A classic example of phishing. The attackers impersonate American Express and claim the victim needs to update their information. That link will send them to a fake website and ask for credentials. Source: thesslstore

  • Spear Phishing

    Spear phishing follows the same concepts as bulk phishing, but the attack is targeted at specific individuals or organizations. Attackers will reserach the targeted comapny or individual to create a more personalized attack which has a higher success rate. These attacks can be devasting since the attackers can easily compromise a company's whole security system through one spear phishing attack.

    • An example of a spearhead phishing attack. Notice that the attack is targeted at a company employee, who believes that they must sign a code of conduct agreement or be fired. The link likely will either infect the computer with malware or demand sensitive information in order to proceed. Source: Norton.

  • Pretexting

    Attackers will create a scenario, or context to convince the victim to hand over sensitive information. The attacker may claim to be a colleague, IT support, or even law enforcement inquiring about sensitive information since it seems to be a part of a legitimate business acitivity. The success of this attack largely depends on attacker's ability to establish trust and credibility with their victims. They exploit their victim's desire to help or compliance with authority to extract confidential information. This attack is especially dangerous in a corporate setting, where employees may unknowingly grant unauthorized access.

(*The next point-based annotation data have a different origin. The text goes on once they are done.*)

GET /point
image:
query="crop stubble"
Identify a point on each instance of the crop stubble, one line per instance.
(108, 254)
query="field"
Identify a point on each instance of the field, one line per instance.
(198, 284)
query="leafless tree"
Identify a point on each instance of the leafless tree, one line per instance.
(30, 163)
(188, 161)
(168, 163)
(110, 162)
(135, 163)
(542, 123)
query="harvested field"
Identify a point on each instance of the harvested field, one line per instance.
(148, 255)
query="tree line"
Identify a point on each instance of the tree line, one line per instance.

    • Notice that pretexting is similar to spearhead phishing. The attackers do some research then create the context that the victim may be hacked. The link will send them to a phony website where when they put in their credentials, they are flatly giving those credentials straight to the attackers. Source: AVG AntiVirus

  • Baiting

    Baiting is a very powerful and deceiving tactic in the realm of social engineering. Attackers use a "bait" to trick victims into downloading files that contain malware when they appear to be legitimate. This is often combined with Pretexting and other techniques to make the attack more likely to succeed.

    • This a classic example of baiting. The attackers give an enticing reward for participation in a "survey". They likely will require you to download something to proceed, and that file will contain malware. This is also where the saying "too good to be true" shows itself. The reward truly is too good to be true. Source: Dummies.com

  • Quid Pro Quo

    In quid pro quo attacks, attackers will provide a service or benefit to the victim in exchange for sensitive information. A common example is an attacker pretending to be IT support, claiming they can resolve a technical issue on their computer but demand the victim's credentials first. This technique relies on the victim's desire to be supported or assisted, and often these attacks only occur when the victim does need said assistance.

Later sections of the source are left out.